Abstract.
We investigated the in vitro activity of a novel fifth-generation cephalosporin–tazobactam combination, ceftolozane–tazobactam against Burkholderia pseudomallei, the etiological agent of melioidosis. Using both disc diffusion and minimum inhibitory concentration (MIC) strip techniques against 56 clinical isolates and an national collection of type cultures (NCTC) strain, the MIC to ceftolozane–tazobactam was found to be between 0.75 and 4 mcg/mL. The MIC50 was found to be 1.5 mcg/mL and MIC90 was 2.0 mcg/mL. This study provides initial evidence of ceftolozane–tazobactam as a novel agent in the management of melioidosis.
Burkholderia pseudomallei, the etiological agent of meloidosis, is a Gram-negative bacterium that is endemic to tropical regions including Southeast Asia and Northern Australia. It can cause a spectrum of disease ranging from acute pneumonia and septicemia through to an indolent presentation such as osteomyelitis. In addition, there can be reactivation of latent disease which can occur many decades after potential exposure.1,2
Treatment of B. pseudomallei is difficult because of resistance to narrow-spectrum penicillins, first- and second-generation cephalosporins, and aminoglycosides, notably gentamicin and tobramycin.3 Antimicrobial agents that have been successfully used in the acute treatment of B. pseudomallei include carbapenems (meropenem and imipenem) and ceftazidime.4
A novel cephalosporin/beta-lactamase inhibitor combination, ceftolozane–tazobactam, has been released to the market. This was developed primarily for the treatment of multiresistant Pseudomonas aeruginosa and extended-spectrum beta-lactamase–producing Enterobacteriaceae. It is an intravenous dosed drug that has been shown in non-inferiority trials to have similar efficacy as meropenem in complicated intra-abdominal infections and levofloxacin in urinary tract infections.5,6
In this study, we seek to elucidate the in vitro activity of ceftolozane–tazobactam against B. pseudomallei by determining the minimum inhibitory concentration (MIC) for a library of clinical isolates and comparing this with disc diffusion testing.
A total of 56 clinical isolates were taken from a historical collection of B. pseudomallei isolates stored by the microbiology department of the Townsville Hospital, Queensland, Australia. Isolates were from patients who acquired the disease in North Queensland, the Northern Territory, and Papua New Guinea and NCTC strain 13178.
The isolates were recovered from −70°C storage and grown on blood agar for 24 hours in an ambient environment at 35°C. The isolates were then subcultured for purity; identification of the isolates was performed using the VITEK 2 ID GNB card system (Biomerieux, Inc., Hazelwood, MO) before susceptibility testing. Minimum inhibitory concentrations were determined using the MIC test strip technique (Liofilchem, Roseto degli Abruzzi, Italy). Each strip contained a concentration gradient of ceftolozane with a fixed concentration of tazobactam (4 mcg/mL) which when used as per the manufacturer’s instructions could determine an MIC between 0.016 and 256 mcg/mL.

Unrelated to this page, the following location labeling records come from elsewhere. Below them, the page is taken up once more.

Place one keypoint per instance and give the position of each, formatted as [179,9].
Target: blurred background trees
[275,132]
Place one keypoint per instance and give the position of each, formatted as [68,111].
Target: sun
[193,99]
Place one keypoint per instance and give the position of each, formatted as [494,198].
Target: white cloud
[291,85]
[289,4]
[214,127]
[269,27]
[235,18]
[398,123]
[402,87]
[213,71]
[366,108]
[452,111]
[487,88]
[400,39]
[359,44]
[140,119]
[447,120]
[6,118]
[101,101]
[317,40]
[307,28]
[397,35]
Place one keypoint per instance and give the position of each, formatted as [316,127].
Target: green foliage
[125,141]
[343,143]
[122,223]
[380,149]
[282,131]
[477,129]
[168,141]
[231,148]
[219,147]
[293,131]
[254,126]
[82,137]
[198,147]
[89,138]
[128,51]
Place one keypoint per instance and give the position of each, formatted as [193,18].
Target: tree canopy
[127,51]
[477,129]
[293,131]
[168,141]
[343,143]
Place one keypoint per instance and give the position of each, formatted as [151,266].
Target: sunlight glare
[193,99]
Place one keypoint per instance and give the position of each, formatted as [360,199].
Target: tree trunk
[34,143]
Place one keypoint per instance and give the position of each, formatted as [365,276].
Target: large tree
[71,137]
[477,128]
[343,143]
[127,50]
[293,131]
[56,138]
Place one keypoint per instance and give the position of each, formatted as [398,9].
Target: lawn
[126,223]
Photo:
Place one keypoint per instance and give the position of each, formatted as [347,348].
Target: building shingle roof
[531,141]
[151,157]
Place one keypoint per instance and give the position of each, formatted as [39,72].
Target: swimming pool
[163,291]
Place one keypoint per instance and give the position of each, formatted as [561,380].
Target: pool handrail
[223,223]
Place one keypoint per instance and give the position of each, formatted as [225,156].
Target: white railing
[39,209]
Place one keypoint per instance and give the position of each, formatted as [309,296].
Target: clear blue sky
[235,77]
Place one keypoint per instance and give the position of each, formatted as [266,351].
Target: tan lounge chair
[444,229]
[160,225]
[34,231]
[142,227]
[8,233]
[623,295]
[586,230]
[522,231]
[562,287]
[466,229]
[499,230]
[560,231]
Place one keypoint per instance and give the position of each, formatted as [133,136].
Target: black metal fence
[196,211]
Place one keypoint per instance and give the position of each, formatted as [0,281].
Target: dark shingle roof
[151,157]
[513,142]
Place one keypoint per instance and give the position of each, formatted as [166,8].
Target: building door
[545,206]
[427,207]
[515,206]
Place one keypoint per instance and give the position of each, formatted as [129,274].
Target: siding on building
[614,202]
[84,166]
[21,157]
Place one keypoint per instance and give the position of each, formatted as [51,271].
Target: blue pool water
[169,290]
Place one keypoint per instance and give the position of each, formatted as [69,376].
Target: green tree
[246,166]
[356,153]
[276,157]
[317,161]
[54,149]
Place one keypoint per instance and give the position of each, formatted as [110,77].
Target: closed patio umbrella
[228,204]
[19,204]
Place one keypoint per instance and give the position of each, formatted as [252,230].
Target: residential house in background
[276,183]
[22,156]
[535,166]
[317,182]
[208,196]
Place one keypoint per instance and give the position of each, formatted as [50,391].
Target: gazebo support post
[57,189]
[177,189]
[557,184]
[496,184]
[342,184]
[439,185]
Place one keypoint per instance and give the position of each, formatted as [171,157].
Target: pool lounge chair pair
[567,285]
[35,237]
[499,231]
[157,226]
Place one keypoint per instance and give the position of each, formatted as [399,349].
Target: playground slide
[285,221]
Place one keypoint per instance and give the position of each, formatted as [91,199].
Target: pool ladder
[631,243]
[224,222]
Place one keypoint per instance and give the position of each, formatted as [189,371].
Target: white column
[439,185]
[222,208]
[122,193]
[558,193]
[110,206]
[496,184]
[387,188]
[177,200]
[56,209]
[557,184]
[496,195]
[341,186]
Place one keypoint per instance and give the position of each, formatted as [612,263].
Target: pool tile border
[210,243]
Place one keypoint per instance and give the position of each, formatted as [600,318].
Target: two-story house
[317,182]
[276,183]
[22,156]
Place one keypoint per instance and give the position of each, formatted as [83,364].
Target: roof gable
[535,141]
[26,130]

Isolated colonies were suspended in 0.85% saline achieving a 0.5 McFarland standard turbidity as measured using a DensiChek instrument (bioMérieux, Inc., Hazelwood, MO). This was then swabbed to form a lawn on Mueller Hinton agar (bioMérieux) and the strips applied to the agar. The plates were then incubated in an inverted position at 35°C for 20 hours in an ambient environment. Interpretation of the strip MIC was performed as per the manufacturer’s instructions. Disc diffusion testing was performed using 30 mcg ceftolozane/10 mcg tazobactam discs (Mastdisc; Mastgroup, Merseyside, United Kingdom) on Mueller Hinton agar incubated at 35°C for 20 hours in an ambient environment. The disc diffusion testing and zone size interpretation were performed in accordance with the European committee on antimicrobial susceptibility testing (EUCAST) methodology. Escherichia coli (ATCC 25922), Staphylococcus aureus (ATCC 29213), and P. aeruginosa (ATCC 27853) were used as quality control isolates.
The three quality control strains demonstrated acceptable MIC results within the ranges outlined by the manufacturer of ceftolozane–tazobactam and the MIC test strips.7 An MIC and disk diffusion diameter was determined for each isolate and no contamination occurred. The range of MIC to ceftolozane–tazobactam was between 0.75 and 4 mcg/mL. The MIC50 and MIC90 values for ceftolozane–tazobactam were 1.5 and 2.0 mcg/mL, respectively (Figure 1).
Figure 1.
Disc diffusion zone sizes plotted against the minimum inhibitory concentration (MIC) strip of ceftolozane combined with a fixed concentration of tazobactam.
The results of this preliminary study demonstrate that the novel cephalosporin/beta-lactamase combination ceftolozane–tazobactam has in vitro activity against B. pseudomallei isolates. All of the isolates tested were found to have an MIC of ≤ 4 mcg/mL. Recently EUCAST has published the ceftolozane–tazobactam MIC breakpoints for P. aeruginosa as > 4 mcg/mL on the basis of pharmacokinetic/pharmacodynamic (PK/PD) modeling.8 This breakpoint was supported by the Food and Drug Administration (FDA) in the registration of ceftolozane–tazobactam at a dose of 1.5 g every 8 hours.7 As ceftolozane has structural similarities to ceftazidime, it is possible that a similar breakpoint might apply for B. pseudomallei which has a Clinical and Laboratory Standards Institute (CCSI) breakpoint to ceftazidime of 8 mcg/mL. However, without having a PK/PD target for B. pseudomallei, these MICs cannot be interpreted with any certainty.
There are several limitations to this study. Ceftolozane could not be tested in the absence of tazobactam; therefore, the contribution of activity against B. pseudomallei could not be attributed solely to the active agent. Second, there have been no time-kill studies or animal experimental studies performed to determine the activity of ceftolozane–tazobactam against B. pseudomallei. Last, the relationship between in vitro studies and in vivo clinical success is not clear because of the complex nature of infections.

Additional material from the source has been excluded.